I had a hot loop that summed values out of a big struct-of-arrays, and I "improved" it. The improved version was 40% slower. Same machine, same data, fewer instructions on paper. It made no sense until I stopped looking at the algorithm and started looking at the memory.
The naive version walked one contiguous array start to finish. The clever version chased a pointer per element into a second structure to fetch a flag, then conditionally added. Cleaner code, obviously. Also a guaranteed cache miss every iteration, because that second structure was scattered all over the heap.

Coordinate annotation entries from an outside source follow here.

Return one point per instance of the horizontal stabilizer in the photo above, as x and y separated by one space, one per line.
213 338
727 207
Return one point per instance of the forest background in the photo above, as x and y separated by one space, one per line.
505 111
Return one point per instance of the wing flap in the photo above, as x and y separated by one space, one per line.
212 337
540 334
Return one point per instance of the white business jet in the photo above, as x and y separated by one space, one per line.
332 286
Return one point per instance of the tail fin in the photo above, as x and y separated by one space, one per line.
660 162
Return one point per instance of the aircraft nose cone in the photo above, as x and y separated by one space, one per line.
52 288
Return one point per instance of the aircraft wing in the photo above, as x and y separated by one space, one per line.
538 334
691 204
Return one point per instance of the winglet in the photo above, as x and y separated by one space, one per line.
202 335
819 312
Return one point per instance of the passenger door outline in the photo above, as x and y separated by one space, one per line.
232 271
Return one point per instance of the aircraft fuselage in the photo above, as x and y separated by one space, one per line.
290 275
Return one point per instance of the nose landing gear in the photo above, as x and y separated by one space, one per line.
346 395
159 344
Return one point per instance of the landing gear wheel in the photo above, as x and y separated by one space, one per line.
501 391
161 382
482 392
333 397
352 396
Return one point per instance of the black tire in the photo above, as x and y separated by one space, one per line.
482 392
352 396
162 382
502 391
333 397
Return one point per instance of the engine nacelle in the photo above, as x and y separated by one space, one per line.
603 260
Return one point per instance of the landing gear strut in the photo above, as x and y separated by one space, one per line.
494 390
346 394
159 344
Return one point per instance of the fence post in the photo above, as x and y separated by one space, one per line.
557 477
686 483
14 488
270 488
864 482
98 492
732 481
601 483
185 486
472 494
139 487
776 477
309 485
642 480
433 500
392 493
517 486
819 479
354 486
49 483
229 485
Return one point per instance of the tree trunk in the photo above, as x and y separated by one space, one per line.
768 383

Here is roughly the shape of the two:
// fast in practice
for (size_t i = 0; i < n; i++)
total += value[i];
// "smarter", much slower
for (size_t i = 0; i < n; i++)
if (meta[i]->active) // pointer chase, miss every time
total += value[i];
The arithmetic is trivial in both. The difference is entirely in the second one waiting on RAM. A miss to main memory is on the order of a hundred-odd nanoseconds; an L1 hit is a couple of cycles. Do that per element across a few million elements and the maths does itself.
proving it rather than guessing
I did not want to trust a hunch, so I let perf settle the argument.
perf stat -e cache-references,cache-misses,instructions,cycles ./bench
The slow build had roughly the same instruction count but a cache miss rate up near 90%, and the cycles-per-instruction was the giveaway: the CPU was stalled, not working. Once you see CPI climb while instructions stay flat, you are not compute bound, you are waiting.
the fix was layout, not cleverness
I flattened active into its own contiguous array of bytes sitting right next to value, so the predictable prefetcher could do its job and both reads stayed warm.
for (size_t i = 0; i < n; i++)
if (active[i])
total += value[i];
Back to faster than the original, because now the branch is the only cost and the data is already in cache by the time the loop reaches it. No pointer chasing, no scattered allocations.
The lesson I keep relearning: on modern hardware the algorithm in your head is rarely the bottleneck. The memory access pattern is. Code that looks tidy can be cruel to the cache, and code that looks dumb (one flat array, walked in order) is often exactly what the prefetcher wants. Measure the misses before you trust the instruction count.